Trump is expected to lay out his vision for a DACA fix, which is different from Congress’s vision
Trump will lay out his vision for an immigration fix on Tuesday, in an attempt to garner some support for the plan among lawmakers.
But so far that support is looking unlikely, as the White House has been unable to come to an agreement with both Democrats and moderate Republicans on what an immigration deal should look like. The White House was supposed to release its framework for a deal today, but the details leaked on Thursday instead.
Those reports say that the administration is willing to allow 1.8 million unauthorized immigrants who came to the country as children to become legal residents and ultimately apply for US citizenship — including the 690,000 beneficiaries of the Deferred Action for Childhood Arrivals (DACA) program, as well as others who would have been eligible for DACA but did not apply — in exchange for a $25 billion fund for its wall on the US/Mexico border; reallocating slots currently given to immigrants via the diversity visa lottery on the basis of “merit”; and preventing people from sponsoring their parents, adult children, or siblings to immigrate to the US.

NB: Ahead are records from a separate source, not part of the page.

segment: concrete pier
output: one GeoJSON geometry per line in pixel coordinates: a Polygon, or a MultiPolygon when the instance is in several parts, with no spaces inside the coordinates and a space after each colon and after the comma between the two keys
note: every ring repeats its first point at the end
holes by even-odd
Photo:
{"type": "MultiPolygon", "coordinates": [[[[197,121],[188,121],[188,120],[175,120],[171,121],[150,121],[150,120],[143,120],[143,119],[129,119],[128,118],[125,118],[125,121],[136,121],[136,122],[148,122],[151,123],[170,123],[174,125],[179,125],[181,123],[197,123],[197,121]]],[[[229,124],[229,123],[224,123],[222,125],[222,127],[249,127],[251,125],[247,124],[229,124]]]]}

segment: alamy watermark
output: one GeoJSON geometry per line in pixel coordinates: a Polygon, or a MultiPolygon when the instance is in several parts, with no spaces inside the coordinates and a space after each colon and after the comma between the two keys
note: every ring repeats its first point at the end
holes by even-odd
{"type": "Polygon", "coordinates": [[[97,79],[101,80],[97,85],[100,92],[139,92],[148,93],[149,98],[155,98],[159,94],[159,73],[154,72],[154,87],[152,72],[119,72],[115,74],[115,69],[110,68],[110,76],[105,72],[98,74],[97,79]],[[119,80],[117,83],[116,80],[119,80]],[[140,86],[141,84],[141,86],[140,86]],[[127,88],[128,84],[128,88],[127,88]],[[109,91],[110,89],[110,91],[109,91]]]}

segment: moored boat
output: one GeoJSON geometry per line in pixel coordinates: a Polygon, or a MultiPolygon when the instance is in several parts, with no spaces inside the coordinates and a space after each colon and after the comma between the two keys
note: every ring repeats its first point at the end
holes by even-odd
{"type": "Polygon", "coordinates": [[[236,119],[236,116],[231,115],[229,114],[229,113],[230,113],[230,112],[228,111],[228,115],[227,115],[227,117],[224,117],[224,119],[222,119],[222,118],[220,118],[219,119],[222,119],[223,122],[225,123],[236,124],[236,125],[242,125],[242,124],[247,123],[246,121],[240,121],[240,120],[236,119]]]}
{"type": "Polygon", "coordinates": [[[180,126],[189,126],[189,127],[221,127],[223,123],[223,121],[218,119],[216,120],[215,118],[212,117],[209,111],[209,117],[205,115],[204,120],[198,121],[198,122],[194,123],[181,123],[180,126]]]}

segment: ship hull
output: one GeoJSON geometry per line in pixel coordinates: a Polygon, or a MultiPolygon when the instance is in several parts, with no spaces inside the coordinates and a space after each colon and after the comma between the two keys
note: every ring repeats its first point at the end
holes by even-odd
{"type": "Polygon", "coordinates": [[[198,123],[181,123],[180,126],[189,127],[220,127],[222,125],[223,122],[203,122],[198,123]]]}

Democrats and moderate Republicans were on board with wall funding as soon as last week, but Democratic leaders in the House and Senate are vocally opposing the Trump administration’s attempt to curtail legal immigration programs including the diversity visa lottery and sponsoring their families.
“This plan flies in the face of what most Americans believe,” Senate Minority Leader Chuck Schumer tweeted on Friday.
While @realDonaldTrump finally acknowledged that the Dreamers should be allowed to stay here and become citizens, he uses them as a tool to tear apart our legal immigration system and adopt the wish list that anti-immigration hardliners have advocated for for years. 2/2— Chuck Schumer (@SenSchumer) January 26, 2018
Even if the Senate can come to an agreement, such a bill faces a tough road in the House, where Speaker Paul Ryan has promised he will only allow a vote on a bill that has the support of the majority of the majority party. So the odds of an immigration deal making its way through Congress and to the president’s desk look slim.